The insertion of an endoscope-mounted scan head into the esophagus to make 3D ultrasound examinations is referred to as a transesopha¬geal echocardiogram. It allows measurements to be made right next to internal organs, and, in particular, to the heart. Such examinations supply far more detailed pictures than can be provided by ultrasound scan heads outside of the body. In order to record the blood flow inside the heart, the ultrasound device measures the frequency of the sound waves reflected by the blood cells.

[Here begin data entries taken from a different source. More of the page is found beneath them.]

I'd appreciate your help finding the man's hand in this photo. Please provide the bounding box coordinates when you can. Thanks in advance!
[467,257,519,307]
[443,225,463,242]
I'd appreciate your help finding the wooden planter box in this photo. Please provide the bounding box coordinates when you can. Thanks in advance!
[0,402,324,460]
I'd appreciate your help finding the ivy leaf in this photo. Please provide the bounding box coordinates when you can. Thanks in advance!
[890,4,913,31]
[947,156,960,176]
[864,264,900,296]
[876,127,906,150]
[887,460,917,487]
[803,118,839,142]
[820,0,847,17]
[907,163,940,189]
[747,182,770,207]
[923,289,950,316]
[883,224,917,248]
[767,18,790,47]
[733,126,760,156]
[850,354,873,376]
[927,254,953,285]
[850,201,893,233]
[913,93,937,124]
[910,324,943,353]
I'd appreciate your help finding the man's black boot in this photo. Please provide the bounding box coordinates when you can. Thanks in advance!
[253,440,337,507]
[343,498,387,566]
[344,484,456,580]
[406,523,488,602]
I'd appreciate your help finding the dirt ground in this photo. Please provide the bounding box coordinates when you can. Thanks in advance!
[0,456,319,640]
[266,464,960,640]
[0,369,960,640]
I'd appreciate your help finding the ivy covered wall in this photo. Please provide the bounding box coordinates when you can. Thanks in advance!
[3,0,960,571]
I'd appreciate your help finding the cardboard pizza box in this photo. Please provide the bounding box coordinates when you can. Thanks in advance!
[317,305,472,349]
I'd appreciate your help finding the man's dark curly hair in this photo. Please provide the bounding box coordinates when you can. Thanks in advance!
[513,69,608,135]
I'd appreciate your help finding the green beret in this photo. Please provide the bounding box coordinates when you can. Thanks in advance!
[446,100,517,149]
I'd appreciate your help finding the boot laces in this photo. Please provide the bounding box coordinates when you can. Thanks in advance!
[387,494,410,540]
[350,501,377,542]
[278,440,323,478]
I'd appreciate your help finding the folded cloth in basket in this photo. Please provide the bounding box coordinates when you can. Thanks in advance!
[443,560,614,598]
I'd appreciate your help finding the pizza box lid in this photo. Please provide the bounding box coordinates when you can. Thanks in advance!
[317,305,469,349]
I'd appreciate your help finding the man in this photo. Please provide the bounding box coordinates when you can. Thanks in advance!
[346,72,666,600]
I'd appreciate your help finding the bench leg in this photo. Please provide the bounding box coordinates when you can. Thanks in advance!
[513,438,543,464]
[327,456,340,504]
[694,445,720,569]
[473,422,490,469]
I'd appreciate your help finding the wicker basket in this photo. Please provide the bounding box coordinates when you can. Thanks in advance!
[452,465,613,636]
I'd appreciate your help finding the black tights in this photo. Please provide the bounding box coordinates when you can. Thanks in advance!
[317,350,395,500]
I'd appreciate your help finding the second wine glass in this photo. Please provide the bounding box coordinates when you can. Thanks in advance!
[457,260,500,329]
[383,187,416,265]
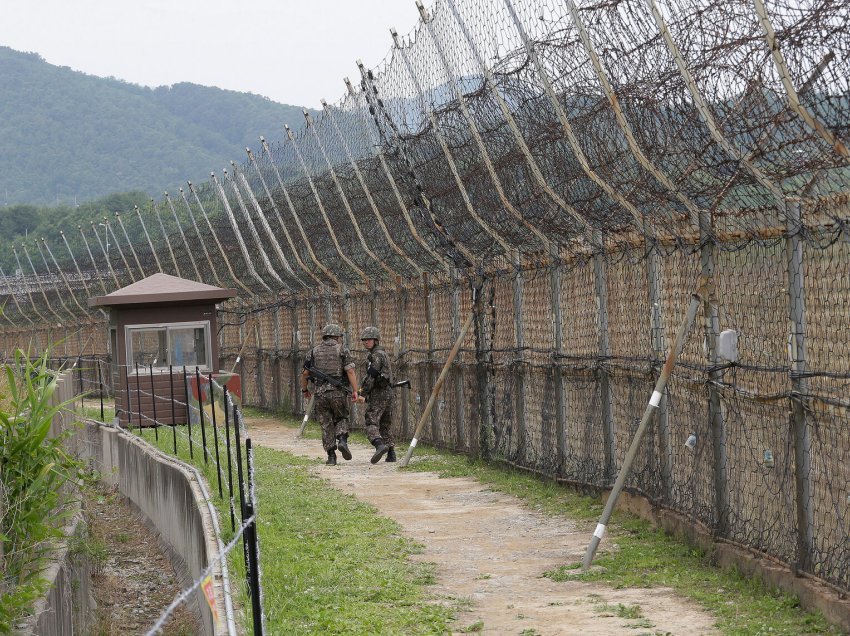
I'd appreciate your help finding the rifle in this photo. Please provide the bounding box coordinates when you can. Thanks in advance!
[307,367,351,393]
[298,393,316,437]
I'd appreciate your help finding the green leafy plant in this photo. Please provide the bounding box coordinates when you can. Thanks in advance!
[0,350,83,633]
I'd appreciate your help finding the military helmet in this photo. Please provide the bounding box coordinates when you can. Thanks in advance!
[322,322,342,338]
[360,327,381,340]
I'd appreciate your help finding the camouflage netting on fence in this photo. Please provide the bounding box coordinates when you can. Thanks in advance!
[0,0,850,591]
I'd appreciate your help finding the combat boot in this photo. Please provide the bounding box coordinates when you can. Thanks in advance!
[369,437,390,464]
[336,433,351,460]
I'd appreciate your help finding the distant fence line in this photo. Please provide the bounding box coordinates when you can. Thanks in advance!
[0,0,850,591]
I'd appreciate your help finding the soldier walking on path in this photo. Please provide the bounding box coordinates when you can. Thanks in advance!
[301,323,357,466]
[358,327,396,464]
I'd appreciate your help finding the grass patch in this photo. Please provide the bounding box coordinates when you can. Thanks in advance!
[134,420,456,634]
[328,420,844,636]
[142,408,843,636]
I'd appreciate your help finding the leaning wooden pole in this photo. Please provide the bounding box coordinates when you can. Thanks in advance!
[581,280,707,571]
[401,311,475,467]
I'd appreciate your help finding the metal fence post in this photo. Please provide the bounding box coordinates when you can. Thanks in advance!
[245,437,264,636]
[196,367,210,465]
[395,276,410,437]
[134,362,142,436]
[221,385,236,532]
[168,364,177,457]
[254,314,269,407]
[472,277,494,461]
[150,362,159,441]
[513,252,526,458]
[646,245,673,503]
[785,202,814,572]
[207,373,224,499]
[183,365,195,460]
[271,306,282,409]
[422,272,440,443]
[452,268,469,449]
[593,233,617,484]
[289,301,304,414]
[700,212,729,536]
[549,252,568,473]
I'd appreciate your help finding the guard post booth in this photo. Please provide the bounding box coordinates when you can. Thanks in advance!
[88,274,241,428]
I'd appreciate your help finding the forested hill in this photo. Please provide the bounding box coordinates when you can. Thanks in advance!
[0,47,314,210]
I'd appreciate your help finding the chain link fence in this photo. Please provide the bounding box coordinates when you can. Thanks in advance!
[0,0,850,592]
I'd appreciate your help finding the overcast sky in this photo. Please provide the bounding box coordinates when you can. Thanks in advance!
[0,0,424,108]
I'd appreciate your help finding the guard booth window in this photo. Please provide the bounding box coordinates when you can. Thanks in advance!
[127,322,210,373]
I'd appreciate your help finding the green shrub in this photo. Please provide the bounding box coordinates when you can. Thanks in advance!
[0,350,82,633]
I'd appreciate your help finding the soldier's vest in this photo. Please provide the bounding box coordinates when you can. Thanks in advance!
[373,347,393,389]
[313,338,342,378]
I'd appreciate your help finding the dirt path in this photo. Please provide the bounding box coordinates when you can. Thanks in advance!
[247,419,717,636]
[86,488,199,636]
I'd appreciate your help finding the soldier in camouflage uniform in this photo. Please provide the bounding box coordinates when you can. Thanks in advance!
[359,327,396,464]
[301,323,357,466]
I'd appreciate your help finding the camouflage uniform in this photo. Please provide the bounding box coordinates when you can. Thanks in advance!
[304,338,354,451]
[360,344,395,448]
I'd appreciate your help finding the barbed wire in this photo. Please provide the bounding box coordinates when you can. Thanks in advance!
[0,0,850,590]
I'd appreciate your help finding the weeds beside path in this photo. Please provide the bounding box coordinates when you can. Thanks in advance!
[248,417,719,636]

The Doppler effect provides the physician with information on whether the blood is flowing toward or away from the ultrasound scan head. Until recently, such color Doppler imaging could only be computed for small three-dimensional volumes. Until now, in order to create a color Doppler image for a clinically informative volume, measurements had to be carried out over several cardiac cycles, after which the partial volumes were stitched together. A prominent peak in the ECG, the R wave, is used as a reference point for this stitching process. However, this approach generally only works with patients who don't have any ECG anomalies. Other drawbacks are that the data isn't available in real time and the combined volumes can contain artifacts.
The new device is equipped with an extremely high performance computer architecture so that it can generate color Doppler images of larger, and thus diagnostically relevant volumes in real time. Engineers from Siemens have also developed a completely new scan head. Instead of the usual linear arrays, in which the piezoelectric elements that generate the ultrasound are placed next to each other, the new TEE scan head Z6Ms uses a sheet-like matrix consisting of more than 2,000 piezoelectric elements.
This new scan head enables full-volume color Doppler images to be generated for 90° x 90° sections with a depth of 10 to 12 centimeters. The new system enables doctors who are surgically correcting a mitral valve, for example, to immediately see whether blood continues to flow back into the lung so that the inserted clip or implant has to be readjusted. Thanks to this new system, full-volume color Doppler images can for the first time also be used for patients suffering from ECG anomalies.